In this step, the separator element 5 is preferably positioned inside the first body 2 in a position where it has been moved towards the first end 3, with the head 17 moved into the first operating position, so that the fluid is confined solely in the first chamber 6 (see Figure 3).

The centrifugation operation takes place as described above with reference to the preceding example, and at the end of the operation the head 17 is moved into the second operating position to allow the fluid to enter the second chamber 7 through the opening 8. At this point, while the container 200 is kept in a vertical position with its second end 4 uppermost, the second body 10 is screwed on to the first body 2 so as to move the end 113 of the first rod 112 to the desired position, at the interface between the two fluid fractions that are to be separated.

When the desired position has been reached, the third body 15 is actuated to move the closing element 9 into the first operating position.

Thus the present invention resolves the problem outlined above, while also providing numerous other benefits, including the fact that the fractions can be separated in a correct and precise way inside the container and that the passage between the chambers can be closed independently of the position of the separator element which defines the volumetric ratio between the chambers.
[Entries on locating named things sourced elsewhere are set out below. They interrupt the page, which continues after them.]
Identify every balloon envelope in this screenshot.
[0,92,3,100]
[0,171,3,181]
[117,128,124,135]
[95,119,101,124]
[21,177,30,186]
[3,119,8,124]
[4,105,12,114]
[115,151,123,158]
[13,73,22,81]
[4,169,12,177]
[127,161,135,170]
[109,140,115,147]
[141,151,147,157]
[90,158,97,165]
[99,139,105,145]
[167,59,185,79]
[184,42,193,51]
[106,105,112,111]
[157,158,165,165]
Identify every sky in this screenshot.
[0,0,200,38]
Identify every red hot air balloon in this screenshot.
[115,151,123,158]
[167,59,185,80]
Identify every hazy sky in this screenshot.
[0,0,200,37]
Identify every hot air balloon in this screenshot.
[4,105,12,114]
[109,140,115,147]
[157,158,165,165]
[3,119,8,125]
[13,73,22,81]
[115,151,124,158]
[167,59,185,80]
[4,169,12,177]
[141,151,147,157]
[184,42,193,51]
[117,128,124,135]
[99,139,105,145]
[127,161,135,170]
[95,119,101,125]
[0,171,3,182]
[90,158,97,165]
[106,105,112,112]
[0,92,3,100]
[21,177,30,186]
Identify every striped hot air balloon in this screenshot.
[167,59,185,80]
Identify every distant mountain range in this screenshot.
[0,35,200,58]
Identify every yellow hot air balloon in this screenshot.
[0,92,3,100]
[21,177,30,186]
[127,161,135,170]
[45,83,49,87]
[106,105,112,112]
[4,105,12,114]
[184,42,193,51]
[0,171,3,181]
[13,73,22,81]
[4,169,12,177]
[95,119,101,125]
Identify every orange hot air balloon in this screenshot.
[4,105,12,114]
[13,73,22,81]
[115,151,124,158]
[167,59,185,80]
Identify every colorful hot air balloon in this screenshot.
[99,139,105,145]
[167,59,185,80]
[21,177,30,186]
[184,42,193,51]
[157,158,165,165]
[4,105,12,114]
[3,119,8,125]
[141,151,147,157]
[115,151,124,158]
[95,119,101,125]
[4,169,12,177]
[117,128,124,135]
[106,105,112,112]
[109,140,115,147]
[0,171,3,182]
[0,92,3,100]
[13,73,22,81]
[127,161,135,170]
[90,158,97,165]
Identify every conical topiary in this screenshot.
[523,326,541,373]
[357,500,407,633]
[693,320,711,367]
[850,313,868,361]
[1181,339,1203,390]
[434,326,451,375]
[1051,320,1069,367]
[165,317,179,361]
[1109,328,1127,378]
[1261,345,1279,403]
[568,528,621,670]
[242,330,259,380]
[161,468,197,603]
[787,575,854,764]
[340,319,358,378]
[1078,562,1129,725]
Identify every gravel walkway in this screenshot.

Furthermore, the possibility of operator error is reduced, since access to the inside of the container is possible at one end only.

Another advantage lies in the fact that, in most cases, the container has to be placed in the centrifuge with the end closed by the plug of elastomeric material facing towards the axis of rotation of the centrifuge, so that the plug is not subject to fluid pressure during the treatment. This advantageously allows needles of any size, including large sizes, to be used if necessary, without giving rise to problems of leakage during centrifugation.